How do you justify the increase in StartEngine's valuation within a single year?
The share price of this offering is 50% higher than our previous Regulation A offering last year. Our valuation is established by the company and is based on the fact that our revenue increased from approximately $2M to $4.95M in one year. We have also taken into account the potential offered by our business expansion plans.
How do I make money on my investment?
Traditionally, you would have to wait until StartEngine went public or the company was acquired by another business to receive a return on your investment (a process that took anywhere between 5-10 years), but once we are approved to operate an ATS, you will be able to sell your shares on StartEngine's website to other investors by posting the price per share you are willing to sell at, as well as how many shares you're selling, and see if there are any takers on the market. However, having a platform to sell your securities does not guarantee that there will be any purchasers for those securities at your desired price (or at any price).
What will the money be used for?
Investments made through this offering will go towards funding marketing StartEngine's platform to increase our brand awareness, building out our platform to make it easier to use for both companies and investors, and hiring top talent to grow our team while providing excellent customer service.
What is your growth plan?
Our priority in 2019 is getting registered as a broker-dealer and ATS (Alternative Trading System). Once registered, we will launch StartEngine Secondary, our planned trading platform, where investors can buy and sell shares that were originally issued by companies raising capital on StartEngine. StartEngine Secondary will use StartEngine Secure, our registered transfer agent. It is our intention that StartEngine Secure will allow StartEngine Secondary to function with the speed and efficiency expected by today's investors. The full implementation of StartEngine Secondary, though, is ultimately dependent upon the SEC's and FINRA's approval of StartEngine as a registered broker-dealer and an ATS.
Who are your competitors?
Our competitors include Wefunder, SeedInvest, and Republic, all three of which are other FINRA-regulated funding portals and/or broker-dealers. However, we believe we have the following strengths:
- We are first-movers to market and launched offerings in both Regulation A and Regulation Crowdfunding before our competitors.
- We are the only platform to put on our clients' shoes: we have also used public equity crowdfunding for ourselves.
- We allow rolling disbursements, meaning companies can receive funds raised while the campaign is still on-going.
- We offer internal marketing services, StartEngine Promote, that help our companies raise capital by creating their marketing campaigns.
- We have increased the percentage of investors who invest in more than one offering from 4% to 22% in 2 years.
- We offer StartEngine Secure, which provides cap table management and communication tools to help companies manage their investors after closing their offering.
- As mentioned in the previous question, we are also working to become registered to operate an ATS, which would give our investor community an opportunity for liquidity.
I invested in StartEngine in an earlier funding round. What does this offering mean for my investment?
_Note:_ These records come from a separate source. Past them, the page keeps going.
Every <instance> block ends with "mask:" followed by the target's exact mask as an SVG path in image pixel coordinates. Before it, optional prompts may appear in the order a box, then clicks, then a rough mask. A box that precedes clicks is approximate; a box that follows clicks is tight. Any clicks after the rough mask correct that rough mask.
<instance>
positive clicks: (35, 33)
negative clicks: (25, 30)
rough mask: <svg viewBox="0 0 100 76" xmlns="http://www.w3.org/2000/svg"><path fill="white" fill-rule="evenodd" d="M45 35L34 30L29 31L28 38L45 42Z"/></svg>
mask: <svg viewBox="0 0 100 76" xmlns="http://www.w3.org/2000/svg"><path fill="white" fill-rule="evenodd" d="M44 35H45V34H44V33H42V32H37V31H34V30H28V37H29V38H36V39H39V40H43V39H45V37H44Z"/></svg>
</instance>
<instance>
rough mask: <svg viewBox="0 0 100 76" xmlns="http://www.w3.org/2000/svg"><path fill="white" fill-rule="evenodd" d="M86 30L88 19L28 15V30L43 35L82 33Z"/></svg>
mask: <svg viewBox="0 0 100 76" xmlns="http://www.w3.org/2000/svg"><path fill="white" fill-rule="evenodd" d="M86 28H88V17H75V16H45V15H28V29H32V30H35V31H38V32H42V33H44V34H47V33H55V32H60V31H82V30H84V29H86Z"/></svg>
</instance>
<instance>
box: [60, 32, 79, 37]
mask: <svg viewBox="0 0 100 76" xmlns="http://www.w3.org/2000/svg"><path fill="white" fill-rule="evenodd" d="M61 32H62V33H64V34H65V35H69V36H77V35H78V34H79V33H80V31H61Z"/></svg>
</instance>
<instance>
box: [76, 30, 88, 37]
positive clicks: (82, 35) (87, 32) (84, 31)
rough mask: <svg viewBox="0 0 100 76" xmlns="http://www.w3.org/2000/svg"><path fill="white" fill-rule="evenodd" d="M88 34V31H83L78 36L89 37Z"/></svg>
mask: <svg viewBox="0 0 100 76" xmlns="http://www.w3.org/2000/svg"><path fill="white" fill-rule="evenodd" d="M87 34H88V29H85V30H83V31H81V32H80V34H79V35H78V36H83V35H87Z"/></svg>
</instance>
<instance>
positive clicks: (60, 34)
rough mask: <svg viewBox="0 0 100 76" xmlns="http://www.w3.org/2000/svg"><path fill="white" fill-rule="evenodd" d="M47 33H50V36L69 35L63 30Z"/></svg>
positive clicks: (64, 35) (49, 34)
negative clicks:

Our current offering does not impact your previous investment. The shares you purchased are still yours. There are just now more shares out there, meaning you now own a smaller percentage of StartEngine as a whole than you did before (and this is true for all StartEngine shareholders, including the founders). This is a process called dilution, which is normal for a growing startup. If a company is doing well, its valuation increases in future funding rounds, so that the value of individual shares stays the same or even increases. If you invested in our last Regulation A offering, you invested at $5 per share. While your shares are diluted, you paid less for them than investors in the current round.
What are the risks?
A crowdfunding investment involves risk. You should not invest any funds in this offering unless you can afford to lose your entire investment. In making an investment decision, investors must rely on their own examination of the issuer and the terms of the offering, including the merits and risks involved. These securities have not been recommended or approved by any federal or state securities commission or regulatory authority.
The company is subject to all the same risks that all companies in its business, and all companies in the economy, are exposed to. These include risks relating to economic downturns, political and economic events and technological developments (such as hacking and the ability to prevent hacking). Additionally, early-stage companies are inherently more risky than more developed companies. You should consider general risks as well as specific risks when deciding whether to invest. For specific risks related to the Company, its Business, its Financial Condition, and the planned Offering, please read our Offering Circular.